On the 20th September, 1906, Dutch troops advanced with their guns on the King of Badung. The King, the court and his people, had no answer to the technology of the Dutch invaders and did the only thing they though that they could do: they advanced towards the Dutch en masse, ignoring orders to halt.
Eventually, at point blank range, the Dutch troops massacred some 1,000 unarmed Badungese, including the king.
Another 300 people were killed in the same way when the Dutch seized the remaining independent state on Bali, Klungkung.
However, the Dutch colonies in the so-called East Indies proved to be highly profitable.
The resources extracted from the islands were such that the huge Dutch budget deficit at the end of the eighteenth century was converted into a surplus in the early decades of the next century.
The Cultivation System introduced in the islands was intended to make sure that every colony turned a profit.
This was affected through ensuring that each village and higher level community would pay 20% of all of its wealth, including labour, to the colonial masters.

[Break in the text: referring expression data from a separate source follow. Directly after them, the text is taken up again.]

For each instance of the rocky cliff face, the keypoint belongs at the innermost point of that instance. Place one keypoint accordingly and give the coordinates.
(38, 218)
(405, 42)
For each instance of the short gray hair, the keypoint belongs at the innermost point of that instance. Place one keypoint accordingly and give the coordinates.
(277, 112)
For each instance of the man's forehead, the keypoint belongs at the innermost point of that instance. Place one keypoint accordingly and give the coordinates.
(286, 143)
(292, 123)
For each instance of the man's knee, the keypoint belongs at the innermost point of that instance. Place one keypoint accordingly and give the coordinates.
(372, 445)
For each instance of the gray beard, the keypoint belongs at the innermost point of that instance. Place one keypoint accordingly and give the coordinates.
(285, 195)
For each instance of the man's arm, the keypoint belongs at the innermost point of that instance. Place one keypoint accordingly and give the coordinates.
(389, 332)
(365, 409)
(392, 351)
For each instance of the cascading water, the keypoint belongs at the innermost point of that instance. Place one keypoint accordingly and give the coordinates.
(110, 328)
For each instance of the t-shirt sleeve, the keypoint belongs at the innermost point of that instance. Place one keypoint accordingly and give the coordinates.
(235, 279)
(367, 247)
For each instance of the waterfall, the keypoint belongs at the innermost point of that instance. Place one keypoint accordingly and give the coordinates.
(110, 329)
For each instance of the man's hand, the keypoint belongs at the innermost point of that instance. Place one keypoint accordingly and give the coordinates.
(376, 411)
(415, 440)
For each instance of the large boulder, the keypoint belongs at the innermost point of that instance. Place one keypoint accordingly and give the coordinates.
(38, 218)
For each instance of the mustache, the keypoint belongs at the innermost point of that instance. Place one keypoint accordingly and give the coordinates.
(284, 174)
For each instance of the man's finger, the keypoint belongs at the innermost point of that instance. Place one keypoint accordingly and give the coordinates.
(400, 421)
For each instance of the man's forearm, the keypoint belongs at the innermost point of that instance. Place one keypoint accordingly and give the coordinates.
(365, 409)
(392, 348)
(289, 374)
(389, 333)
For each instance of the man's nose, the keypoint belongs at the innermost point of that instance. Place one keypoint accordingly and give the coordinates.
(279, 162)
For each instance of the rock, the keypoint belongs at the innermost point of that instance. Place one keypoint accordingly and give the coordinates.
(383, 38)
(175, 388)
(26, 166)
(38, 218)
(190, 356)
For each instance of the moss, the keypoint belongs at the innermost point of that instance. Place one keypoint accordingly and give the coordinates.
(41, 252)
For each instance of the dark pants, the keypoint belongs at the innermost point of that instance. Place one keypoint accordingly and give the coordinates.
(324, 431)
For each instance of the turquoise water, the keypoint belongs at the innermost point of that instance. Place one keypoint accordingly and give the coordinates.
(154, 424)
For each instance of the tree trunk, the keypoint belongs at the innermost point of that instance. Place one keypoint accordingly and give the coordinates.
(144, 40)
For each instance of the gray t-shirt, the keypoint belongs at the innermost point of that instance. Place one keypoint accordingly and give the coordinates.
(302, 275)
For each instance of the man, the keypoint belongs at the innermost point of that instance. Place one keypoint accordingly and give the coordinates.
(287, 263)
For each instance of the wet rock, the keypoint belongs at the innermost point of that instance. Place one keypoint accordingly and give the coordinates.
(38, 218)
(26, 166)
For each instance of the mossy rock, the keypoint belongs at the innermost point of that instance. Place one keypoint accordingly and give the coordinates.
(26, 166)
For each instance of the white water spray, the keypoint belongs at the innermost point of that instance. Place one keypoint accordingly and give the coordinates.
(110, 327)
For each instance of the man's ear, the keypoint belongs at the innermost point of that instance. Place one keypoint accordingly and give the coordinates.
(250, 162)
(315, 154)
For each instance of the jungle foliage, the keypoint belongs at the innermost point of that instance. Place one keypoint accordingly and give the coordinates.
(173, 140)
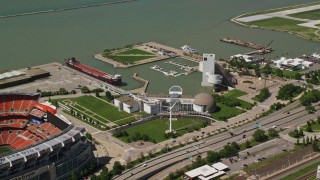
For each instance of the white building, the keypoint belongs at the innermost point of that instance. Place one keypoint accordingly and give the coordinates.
(245, 57)
(292, 64)
(207, 67)
(205, 172)
(127, 104)
(204, 102)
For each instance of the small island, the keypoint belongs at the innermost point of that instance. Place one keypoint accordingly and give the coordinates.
(302, 20)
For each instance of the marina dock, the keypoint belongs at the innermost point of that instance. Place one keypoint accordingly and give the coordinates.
(260, 49)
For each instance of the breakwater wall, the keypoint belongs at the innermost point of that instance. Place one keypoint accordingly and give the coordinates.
(66, 9)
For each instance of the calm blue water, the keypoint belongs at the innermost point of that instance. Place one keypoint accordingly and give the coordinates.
(39, 39)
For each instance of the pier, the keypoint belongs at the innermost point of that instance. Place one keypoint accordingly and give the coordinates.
(182, 66)
(142, 89)
(260, 49)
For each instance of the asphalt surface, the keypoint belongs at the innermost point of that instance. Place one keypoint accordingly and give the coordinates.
(279, 118)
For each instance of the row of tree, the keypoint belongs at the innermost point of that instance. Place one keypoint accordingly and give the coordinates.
(313, 77)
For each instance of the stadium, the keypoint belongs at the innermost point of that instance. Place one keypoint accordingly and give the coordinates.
(37, 143)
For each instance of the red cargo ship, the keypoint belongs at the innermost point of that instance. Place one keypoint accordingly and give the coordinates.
(108, 78)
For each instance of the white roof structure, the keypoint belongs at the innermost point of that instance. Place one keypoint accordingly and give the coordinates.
(292, 62)
(10, 74)
(212, 176)
(247, 58)
(220, 166)
(203, 171)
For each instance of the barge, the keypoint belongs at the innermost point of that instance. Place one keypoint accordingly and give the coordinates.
(105, 77)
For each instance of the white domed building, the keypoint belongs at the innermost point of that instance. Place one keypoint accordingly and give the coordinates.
(204, 102)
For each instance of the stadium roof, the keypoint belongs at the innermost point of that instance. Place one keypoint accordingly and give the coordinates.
(11, 74)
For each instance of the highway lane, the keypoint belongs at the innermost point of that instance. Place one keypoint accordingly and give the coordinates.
(211, 143)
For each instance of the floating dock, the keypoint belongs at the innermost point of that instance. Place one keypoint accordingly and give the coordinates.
(168, 73)
(260, 49)
(181, 66)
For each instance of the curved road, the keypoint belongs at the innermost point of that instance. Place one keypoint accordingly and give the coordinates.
(212, 143)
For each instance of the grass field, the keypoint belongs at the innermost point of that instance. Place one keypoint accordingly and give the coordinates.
(4, 149)
(234, 93)
(98, 109)
(135, 52)
(224, 112)
(287, 25)
(156, 129)
(301, 172)
(314, 15)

The canals, railroads and military installations of the Netherlands were built by the forced labour of Indonesians.
The Cultivation System ultimately failed because there was so much scope for abuse from those drafted into it.
Village heads and colonial officials, granted the power to determine the power to decide who would meet the taxation burden and who would escape were, inevitably perhaps, corrupted.
Famines followed and this led to widespread and uncontrolled migration as the dispossessed sought better opportunities for themselves and their families.
Social cohesion was negatively affected and this reduced the ability of the state (the Dutch colonialists) to control the collection and division of spoils.
A new plan was brought into operation which featured development of the infrastructure to create a colonial state which would encourage more participation by those colonized who might benefit from the situation.
Building schools, therefore, had the effect of producing an elite class which owed its privileges to the colonists, not to their own people or culture.